What’s Awesome About Google+
Circles are the key feature of Google+. The Circles feature allows Google+ users to sort their social graph into groups. This YouTube video does a great job explaining the details. Users may share content with selected Circles or filter content appearing in their stream (same thing as the Facebook news feed – a collection of things being said and shared by your network) by their Circles. Only want to see what your family has to say? Click on the Family Circle (no, not that cheesy comic strip). How about your colleagues? Click on the Circle where you’ve dumped all of your co-workers. Users may create and organize their own circles to make the information stream as custom and granular as they’d like.
Hangouts are another nice touch. Kind of like chat rooms from the early days of AOL or MSN, but users may interact via webcams rather than typing. Users may control who they’re interacting with by inviting their Circles into the Hangout.
The Notifications UI is very useful and elegant. It’s similar to Facebook notifications, but allows the user to drill down into the content/action about which they’re being notified and interact directly from the widget.
The mobile web app—as is the case with all of Google’s web apps—has limited functionality (as expected) but is very well executed. I’m excited to give the native iPhone app a spin once it’s live in the app store.
What Could be Improved Within the Google+ Experience
Interestingly, search is sorely lacking withing Google+. Users may search for people, but not content. I suspect that the search has been tuned in its early incarnation to help users discover other people to add to their network, and eventually a content search will be incorporated. Hopefully, this will happen soon, as the best way to find new connections is to discover what people are talking about.
Unlike Facebook Pages – there is no clear space (yet) for brands. Brands (like Ford) are joining and interacting in a similar manner to how they may interact on Twitter.
The photo gallery UI is a little random. From my perspective it’s not intuitively organized. Pictures from several people in my network seem to be jumbled together.

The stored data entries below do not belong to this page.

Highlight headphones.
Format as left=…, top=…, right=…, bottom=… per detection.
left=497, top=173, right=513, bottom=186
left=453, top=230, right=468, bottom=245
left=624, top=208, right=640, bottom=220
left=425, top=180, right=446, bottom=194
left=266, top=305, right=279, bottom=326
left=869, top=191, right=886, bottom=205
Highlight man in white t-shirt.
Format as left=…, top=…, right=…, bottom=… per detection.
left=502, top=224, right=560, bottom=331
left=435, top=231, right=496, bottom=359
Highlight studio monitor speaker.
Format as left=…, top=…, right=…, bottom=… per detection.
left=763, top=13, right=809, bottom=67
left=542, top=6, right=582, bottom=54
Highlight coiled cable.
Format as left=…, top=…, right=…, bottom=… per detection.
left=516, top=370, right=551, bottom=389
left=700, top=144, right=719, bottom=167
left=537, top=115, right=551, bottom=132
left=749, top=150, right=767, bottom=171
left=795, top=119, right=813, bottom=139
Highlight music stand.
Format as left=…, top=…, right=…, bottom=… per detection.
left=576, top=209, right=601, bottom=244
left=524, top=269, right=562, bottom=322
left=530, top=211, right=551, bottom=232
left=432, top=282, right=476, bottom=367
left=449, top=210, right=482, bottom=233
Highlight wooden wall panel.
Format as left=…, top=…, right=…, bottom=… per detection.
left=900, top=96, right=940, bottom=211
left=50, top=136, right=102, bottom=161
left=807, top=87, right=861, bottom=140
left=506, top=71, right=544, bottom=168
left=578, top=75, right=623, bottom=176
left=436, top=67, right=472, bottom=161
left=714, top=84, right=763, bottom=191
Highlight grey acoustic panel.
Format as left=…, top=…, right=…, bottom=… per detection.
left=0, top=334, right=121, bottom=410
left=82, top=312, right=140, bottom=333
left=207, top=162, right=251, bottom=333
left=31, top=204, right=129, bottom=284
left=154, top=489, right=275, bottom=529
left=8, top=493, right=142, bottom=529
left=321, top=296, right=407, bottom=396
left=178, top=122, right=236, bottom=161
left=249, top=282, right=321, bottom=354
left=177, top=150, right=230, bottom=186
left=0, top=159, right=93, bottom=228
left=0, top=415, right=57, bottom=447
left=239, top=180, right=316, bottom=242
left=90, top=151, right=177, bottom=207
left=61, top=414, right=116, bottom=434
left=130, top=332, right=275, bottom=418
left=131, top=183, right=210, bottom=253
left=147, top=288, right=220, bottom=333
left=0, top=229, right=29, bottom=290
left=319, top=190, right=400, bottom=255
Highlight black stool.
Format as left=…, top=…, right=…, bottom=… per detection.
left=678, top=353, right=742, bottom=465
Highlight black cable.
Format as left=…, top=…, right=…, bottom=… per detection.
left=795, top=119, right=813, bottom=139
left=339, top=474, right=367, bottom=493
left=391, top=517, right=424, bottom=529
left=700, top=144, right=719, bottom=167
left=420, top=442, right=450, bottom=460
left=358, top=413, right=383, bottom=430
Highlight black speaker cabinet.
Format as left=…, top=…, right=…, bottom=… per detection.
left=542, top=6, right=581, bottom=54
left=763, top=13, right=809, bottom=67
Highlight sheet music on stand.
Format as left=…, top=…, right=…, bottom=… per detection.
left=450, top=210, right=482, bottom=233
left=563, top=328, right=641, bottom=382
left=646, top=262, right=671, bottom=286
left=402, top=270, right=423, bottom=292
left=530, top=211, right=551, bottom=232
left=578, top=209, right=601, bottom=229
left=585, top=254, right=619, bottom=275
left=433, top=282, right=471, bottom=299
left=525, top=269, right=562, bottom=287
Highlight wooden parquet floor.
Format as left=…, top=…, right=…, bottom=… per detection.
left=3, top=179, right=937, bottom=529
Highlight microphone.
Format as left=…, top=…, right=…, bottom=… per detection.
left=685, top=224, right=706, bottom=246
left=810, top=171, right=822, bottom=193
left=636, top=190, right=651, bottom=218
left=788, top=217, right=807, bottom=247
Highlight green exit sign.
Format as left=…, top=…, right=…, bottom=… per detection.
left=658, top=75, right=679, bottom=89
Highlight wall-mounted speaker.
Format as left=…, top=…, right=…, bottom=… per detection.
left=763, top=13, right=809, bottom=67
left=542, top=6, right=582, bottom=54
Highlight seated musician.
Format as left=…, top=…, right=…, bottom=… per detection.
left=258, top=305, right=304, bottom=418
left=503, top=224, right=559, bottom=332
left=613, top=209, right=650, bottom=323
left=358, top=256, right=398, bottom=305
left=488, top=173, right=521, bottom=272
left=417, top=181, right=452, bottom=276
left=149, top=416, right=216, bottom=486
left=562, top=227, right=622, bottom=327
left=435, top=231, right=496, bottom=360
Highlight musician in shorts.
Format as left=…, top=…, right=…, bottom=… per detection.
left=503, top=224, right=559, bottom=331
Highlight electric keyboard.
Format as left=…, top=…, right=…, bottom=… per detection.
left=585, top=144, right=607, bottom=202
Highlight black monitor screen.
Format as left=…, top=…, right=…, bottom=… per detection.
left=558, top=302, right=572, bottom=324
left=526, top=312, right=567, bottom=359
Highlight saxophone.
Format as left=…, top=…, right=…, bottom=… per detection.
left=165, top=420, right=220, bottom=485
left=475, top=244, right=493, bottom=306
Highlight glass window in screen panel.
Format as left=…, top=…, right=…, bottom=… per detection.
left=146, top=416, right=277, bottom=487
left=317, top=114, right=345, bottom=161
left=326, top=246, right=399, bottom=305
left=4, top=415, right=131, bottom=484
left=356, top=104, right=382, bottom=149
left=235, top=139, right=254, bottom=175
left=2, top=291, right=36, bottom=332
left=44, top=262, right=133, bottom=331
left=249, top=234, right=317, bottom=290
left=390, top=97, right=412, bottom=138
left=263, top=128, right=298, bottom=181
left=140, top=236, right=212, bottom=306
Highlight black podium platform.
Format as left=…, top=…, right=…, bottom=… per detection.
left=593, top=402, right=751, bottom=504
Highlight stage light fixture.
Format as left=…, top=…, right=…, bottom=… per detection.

Sometimes comments on posts within the stream appear collapsed (a good thing for posts that have a TON of comments i.e. Robert Scoble), and sometimes they’re not. It’s not clear how to recollapse comments, and when all comments are exposed, you may experience finger strain caused by excessive scrolling.
Who is Google+ For
While Circles are a key benefit to Google+, I also see this feature as something that will appeal primarily to the power user; the person who actively manages Facebook privacy settings, or actively organizes Twitter lists. While many users may dabble with a few circles at first, I highly doubt the average user will take the time to actively manage and organize their social graph via Circles. If Google can begin to do this for us by dynamically suggesting member/Circle relationships (doesn’t seem too far fetched), this could be a game changer.
At this stage, I don’t see Google+ making much of a dent in the Facebook, Twitter or LinkedIn user base. Early adopters and power users (see: Nerds) will take to it, and maybe recruit some extended friends and family. But, for the most part, you won’t need to worry about your mom showing up in your Google+ stream… yet.